Полки опричные прорубались к Москве, но и царь Иван не сидел сложа руки и не бежал дальше на север, в Москву, Слободу или даже в Вологду, как убеждали его некоторые советники, — разумеющий разумеет! Собрал он немногие войска да пушки, вспомнил уроки Алексея Басманова и приказал поставить у Воскресения на Молодях крепость по образцу гуляй-города, подвижного укрепленного лагеря, всегда сопровождавшего предков наших в походах их славных. Везла тогда с собой рать щиты деревянные крепкосбитые и колья мощные и, пройдя за день урочные сорок верст, становилась на ночлег, каждый раз воздвигая вокруг шатров крепость новую, вбивали колья в землю в два ряда, крепили к ним щиты, рыли вокруг ров глубокий, а землю между щитов засыпали, возводя за два вечерних часа стену мощную, в сажень высотой и в сажень толщиной.

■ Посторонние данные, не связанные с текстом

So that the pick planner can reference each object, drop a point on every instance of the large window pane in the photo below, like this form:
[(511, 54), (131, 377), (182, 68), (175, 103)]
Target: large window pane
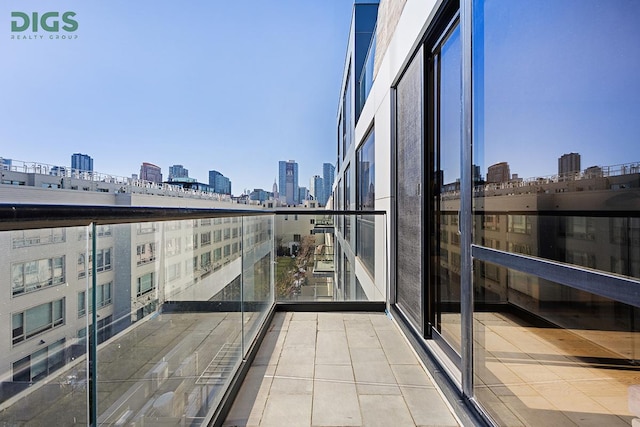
[(556, 168)]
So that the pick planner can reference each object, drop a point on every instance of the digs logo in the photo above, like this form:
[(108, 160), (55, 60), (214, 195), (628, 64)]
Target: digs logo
[(51, 22)]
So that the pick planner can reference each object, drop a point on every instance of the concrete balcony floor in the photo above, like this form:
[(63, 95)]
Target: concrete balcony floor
[(337, 369)]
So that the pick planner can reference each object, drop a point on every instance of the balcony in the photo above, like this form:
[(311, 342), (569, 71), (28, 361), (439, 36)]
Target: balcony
[(167, 341), (285, 320)]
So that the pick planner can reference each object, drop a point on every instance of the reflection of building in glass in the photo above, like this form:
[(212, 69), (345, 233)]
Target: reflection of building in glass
[(511, 280)]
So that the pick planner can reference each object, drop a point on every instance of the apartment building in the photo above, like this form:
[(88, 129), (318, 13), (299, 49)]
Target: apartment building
[(138, 267), (522, 284)]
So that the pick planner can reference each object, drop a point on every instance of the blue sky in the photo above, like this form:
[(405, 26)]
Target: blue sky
[(559, 77), (230, 86)]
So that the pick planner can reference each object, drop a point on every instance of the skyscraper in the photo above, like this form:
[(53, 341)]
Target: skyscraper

Так ночевали они в странах неизвестных и враждебных, готовые к любым неожиданностям. С утра же вставали, разбирали стену, грузили щиты и колья на повозки и двигались дальше. Ныне уж не то! И по сорок верст никто не ходит, считая стародавний обычный урок за недостижимый подвиг, и лагерь на ночь не укрепляют, валясь на землю, где случится, от усталости, хорошо, если повозки в круг поставят. И от этой лености и беспечности терпит войско убытки больше, чем от любой битвы.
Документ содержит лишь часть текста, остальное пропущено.